Normalerweise treten sie in Zweier- oder Dreierbündeln auf, doch nun sichten Forscher ein Konglomerat aus fünf Quarks. Das "Pentaquark" hatte sich lange äußerst rar gemacht.
PentaquarkLaden...

Erst war es da, dann wieder nicht, und nun sieht alles danach aus, als wäre die Entdeckung des so genannten Pentaquarks endlich geglückt. Bereits seit Jahrzehnten spekulieren Forscher über die Existenz eines Konglomerats aus fünf Quarks. Im Jahr 2002 vermeldete eine japanische Forschergruppe eine erste Sichtung, doch drei Jahre später mussten sie einen Irrtum einräumen. Einige stellten daraufhin grundsätzlich in Frage, dass sich das Teilchen bilden kann. Doch nun scheinen Messungen am LHCb-Experiment des Large Hadron Collider in Genf die Zweifler endgültig zu widerlegen.

LHCb-Sprecher Guy Wilkinson erklärte gegenüber "Nature": "Das Pentaquark ist nicht nur irgendein neues Teilchen – es stellt eine Weise dar, die Grundbausteine von gewöhnlichen Protonen und Neutronen in einem Muster neu zu arrangieren, das noch nie zuvor beobachtet wurde." Damit eröffne sich ein weiterer Weg, den Aufbau der Materie besser zu verstehen. Vor allem die so genannte Quantenchromodynamik, eine gängige Theorie der starken Wechselwirkung, die die Bestandteile eines Atomkerns zusammenhält, könnte von der Erforschung solcher exotischen Quark-Zusammenballungen profitieren.
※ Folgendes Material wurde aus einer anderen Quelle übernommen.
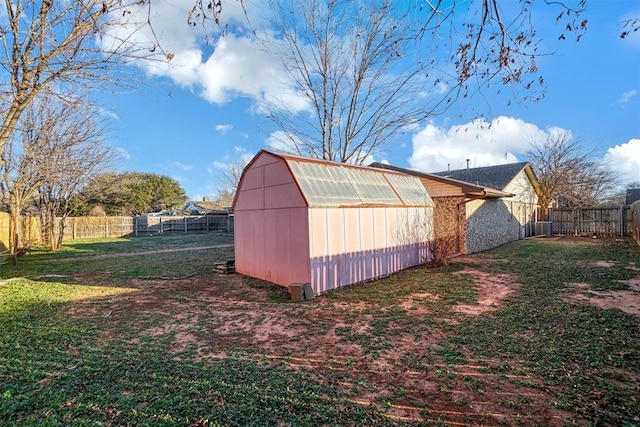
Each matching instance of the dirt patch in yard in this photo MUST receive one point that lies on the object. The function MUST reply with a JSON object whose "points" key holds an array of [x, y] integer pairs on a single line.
{"points": [[491, 289], [604, 264], [625, 300], [382, 356]]}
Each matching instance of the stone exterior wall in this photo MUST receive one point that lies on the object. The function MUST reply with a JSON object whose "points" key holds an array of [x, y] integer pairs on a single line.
{"points": [[523, 205], [634, 224], [490, 224], [450, 225]]}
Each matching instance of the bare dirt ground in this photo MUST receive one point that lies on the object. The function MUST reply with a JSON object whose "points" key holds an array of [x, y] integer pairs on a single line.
{"points": [[206, 319]]}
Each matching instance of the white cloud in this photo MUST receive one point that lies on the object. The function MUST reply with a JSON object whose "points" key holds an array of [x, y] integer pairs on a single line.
{"points": [[627, 96], [625, 159], [122, 153], [279, 141], [223, 129], [484, 144], [221, 69], [183, 166]]}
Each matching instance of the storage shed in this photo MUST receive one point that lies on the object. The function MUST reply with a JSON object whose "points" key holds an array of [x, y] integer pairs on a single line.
{"points": [[302, 220]]}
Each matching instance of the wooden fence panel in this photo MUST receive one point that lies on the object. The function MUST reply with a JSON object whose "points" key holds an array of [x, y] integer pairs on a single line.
{"points": [[591, 221], [634, 223]]}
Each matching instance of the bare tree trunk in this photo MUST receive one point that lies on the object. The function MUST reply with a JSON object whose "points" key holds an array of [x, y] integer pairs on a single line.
{"points": [[58, 235], [14, 230]]}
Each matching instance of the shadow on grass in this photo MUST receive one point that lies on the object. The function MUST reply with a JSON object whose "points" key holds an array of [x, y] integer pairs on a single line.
{"points": [[56, 369]]}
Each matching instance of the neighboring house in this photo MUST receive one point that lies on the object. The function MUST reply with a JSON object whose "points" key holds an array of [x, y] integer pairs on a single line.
{"points": [[516, 214], [633, 195], [205, 207], [302, 220], [459, 228]]}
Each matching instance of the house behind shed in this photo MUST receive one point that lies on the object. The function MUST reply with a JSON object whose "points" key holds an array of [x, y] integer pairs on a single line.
{"points": [[516, 215], [302, 220], [451, 223]]}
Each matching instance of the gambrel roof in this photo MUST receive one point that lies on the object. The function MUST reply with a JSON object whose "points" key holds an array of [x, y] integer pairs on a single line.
{"points": [[324, 183]]}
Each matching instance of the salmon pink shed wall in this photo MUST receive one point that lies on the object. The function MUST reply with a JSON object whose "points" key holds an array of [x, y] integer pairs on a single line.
{"points": [[271, 224], [351, 245]]}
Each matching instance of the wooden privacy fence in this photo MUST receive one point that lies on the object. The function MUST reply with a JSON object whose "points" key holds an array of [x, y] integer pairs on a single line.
{"points": [[119, 226], [96, 227], [635, 221], [592, 221]]}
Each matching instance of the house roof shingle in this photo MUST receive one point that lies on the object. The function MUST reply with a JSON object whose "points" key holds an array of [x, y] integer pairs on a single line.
{"points": [[491, 176], [466, 187]]}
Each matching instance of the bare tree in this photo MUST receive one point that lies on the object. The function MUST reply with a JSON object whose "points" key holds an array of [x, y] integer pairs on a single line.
{"points": [[229, 179], [567, 172], [367, 70], [345, 59], [54, 147], [48, 45]]}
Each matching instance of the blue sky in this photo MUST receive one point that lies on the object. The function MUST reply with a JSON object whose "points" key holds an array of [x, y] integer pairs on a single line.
{"points": [[200, 112]]}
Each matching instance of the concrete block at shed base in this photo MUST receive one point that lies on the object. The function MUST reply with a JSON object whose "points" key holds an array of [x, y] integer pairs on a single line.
{"points": [[308, 292], [296, 291]]}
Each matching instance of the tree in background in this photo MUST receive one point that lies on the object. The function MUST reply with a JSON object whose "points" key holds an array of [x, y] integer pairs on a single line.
{"points": [[131, 193], [364, 72], [48, 45], [53, 141], [229, 179], [567, 172], [346, 62]]}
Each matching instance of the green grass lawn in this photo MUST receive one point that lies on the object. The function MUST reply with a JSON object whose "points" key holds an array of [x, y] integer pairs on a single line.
{"points": [[161, 339]]}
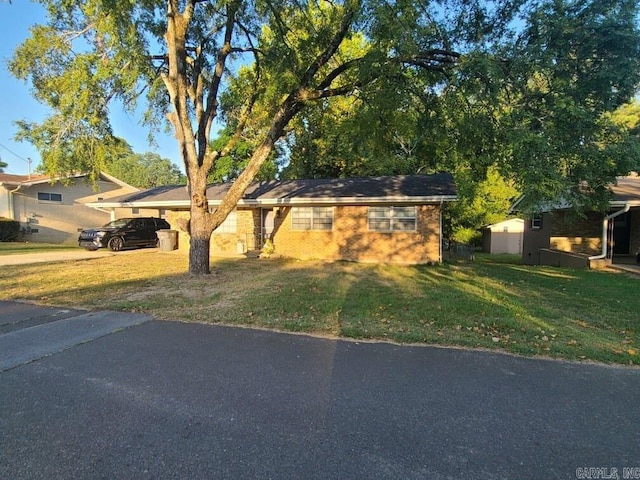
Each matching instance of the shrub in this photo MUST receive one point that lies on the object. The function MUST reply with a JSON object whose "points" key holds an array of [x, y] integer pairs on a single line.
{"points": [[468, 236], [9, 230]]}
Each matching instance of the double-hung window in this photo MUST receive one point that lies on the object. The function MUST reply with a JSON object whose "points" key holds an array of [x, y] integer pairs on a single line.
{"points": [[49, 197], [312, 218], [536, 221], [392, 219]]}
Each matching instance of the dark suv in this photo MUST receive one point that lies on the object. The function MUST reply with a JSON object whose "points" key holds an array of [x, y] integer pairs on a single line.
{"points": [[125, 232]]}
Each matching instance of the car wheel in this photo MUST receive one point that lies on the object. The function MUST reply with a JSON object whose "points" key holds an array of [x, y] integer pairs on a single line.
{"points": [[115, 244]]}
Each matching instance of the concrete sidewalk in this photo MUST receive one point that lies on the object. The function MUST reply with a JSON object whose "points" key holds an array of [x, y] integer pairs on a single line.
{"points": [[191, 401], [56, 332], [45, 257]]}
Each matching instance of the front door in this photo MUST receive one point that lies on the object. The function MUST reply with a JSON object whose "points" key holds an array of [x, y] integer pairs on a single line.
{"points": [[622, 234], [267, 224]]}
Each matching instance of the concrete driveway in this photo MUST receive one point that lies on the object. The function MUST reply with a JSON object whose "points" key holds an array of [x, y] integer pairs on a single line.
{"points": [[64, 255], [143, 399]]}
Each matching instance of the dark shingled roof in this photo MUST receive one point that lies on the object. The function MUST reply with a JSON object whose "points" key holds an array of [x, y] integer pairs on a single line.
{"points": [[408, 187], [626, 189]]}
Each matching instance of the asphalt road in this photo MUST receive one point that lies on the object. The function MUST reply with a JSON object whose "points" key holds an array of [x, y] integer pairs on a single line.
{"points": [[135, 398]]}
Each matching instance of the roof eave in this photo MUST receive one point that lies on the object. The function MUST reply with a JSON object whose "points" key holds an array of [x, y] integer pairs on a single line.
{"points": [[168, 204]]}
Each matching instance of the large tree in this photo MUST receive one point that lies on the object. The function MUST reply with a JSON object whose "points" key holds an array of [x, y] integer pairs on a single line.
{"points": [[286, 56]]}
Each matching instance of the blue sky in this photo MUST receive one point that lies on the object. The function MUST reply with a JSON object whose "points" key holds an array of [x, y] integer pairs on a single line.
{"points": [[16, 102]]}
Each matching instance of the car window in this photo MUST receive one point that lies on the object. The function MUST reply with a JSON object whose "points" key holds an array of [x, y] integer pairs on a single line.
{"points": [[122, 222]]}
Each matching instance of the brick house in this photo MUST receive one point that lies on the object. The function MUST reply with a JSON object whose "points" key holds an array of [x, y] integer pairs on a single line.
{"points": [[394, 219], [556, 236]]}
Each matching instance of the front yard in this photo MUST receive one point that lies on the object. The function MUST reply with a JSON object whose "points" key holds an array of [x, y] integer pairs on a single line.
{"points": [[494, 303]]}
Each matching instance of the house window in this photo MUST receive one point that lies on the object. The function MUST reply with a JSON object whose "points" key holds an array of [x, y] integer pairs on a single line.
{"points": [[49, 197], [536, 221], [312, 218], [392, 219], [230, 224]]}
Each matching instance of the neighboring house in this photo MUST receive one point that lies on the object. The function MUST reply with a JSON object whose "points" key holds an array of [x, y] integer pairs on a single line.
{"points": [[52, 211], [395, 219], [503, 237], [557, 236]]}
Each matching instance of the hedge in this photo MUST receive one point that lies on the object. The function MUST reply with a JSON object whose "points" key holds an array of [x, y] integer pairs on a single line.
{"points": [[9, 230]]}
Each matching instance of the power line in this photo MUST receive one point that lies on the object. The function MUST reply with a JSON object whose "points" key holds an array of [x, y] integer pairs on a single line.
{"points": [[15, 154]]}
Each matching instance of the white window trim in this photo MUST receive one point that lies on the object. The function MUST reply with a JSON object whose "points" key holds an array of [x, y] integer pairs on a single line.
{"points": [[391, 219], [49, 199]]}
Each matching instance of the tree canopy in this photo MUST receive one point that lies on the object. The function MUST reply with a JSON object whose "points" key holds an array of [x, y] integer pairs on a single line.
{"points": [[522, 86]]}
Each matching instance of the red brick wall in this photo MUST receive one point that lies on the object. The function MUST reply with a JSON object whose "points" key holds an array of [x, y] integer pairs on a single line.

Insgesamt zweimal ging den LHCb-Wissenschaftlern eins der kurzlebigen Quintette in die Detektorfalle. Die Massen bezifferten sie auf 4,38 und 4,45 Gigaelektronvolt; damit waren die beiden Pentaquarks rund 4,7-mal so schwer wie ein Proton. Die Wahrscheinlichkeit eines Irrtums ist mit 9 Sigma extrem gering und liegt deutlich unter dem üblicherweise für derartige Entdeckungen geforderten Wert. Die Teilchen wurden per Zufall in Messreihen entdeckt, die zwischen 2009 und 2012 für einen ganz anderen Zweck aufgenommen worden waren. Dabei hatten Wissenschaftler die Zerfallsprodukte von Billionen so genannter Lambda-B-Baryonen registriert.

Auch eine genaue Zusammensetzung des Quintetts geben die Forscher in ihrer auf dem Preprint-Server arXiv veröffentlichten Studie an. Demnach bestanden die Pentaquarks aus zwei Up-Quarks, einem Down-Quark und einem Charmonium, einem Paar aus Charm-Quark und Charm-Antiquark. Dass beide Teilchen in ihrer Masse leicht voneinander abwichen, erklären die Wissenschaftler mit Verweis auf unterschiedliche Teilchenzustände.

LHCb-Forscher Sheldon Stone von der Syracuse University in New York hofft, dass die Neuentdeckung die Suche nach weiteren Pentaquark-Sorten wieder ankurbeln wird. In den kommenden Jahren sollten sich noch zahlreiche weitere Pentaquark-Varianten dingfest machen lassen – und möglicherweise tauche am Ende sogar die Theta+-Variante auf, die das japanische Forscherteam einst so sicher in der Falle glaubte.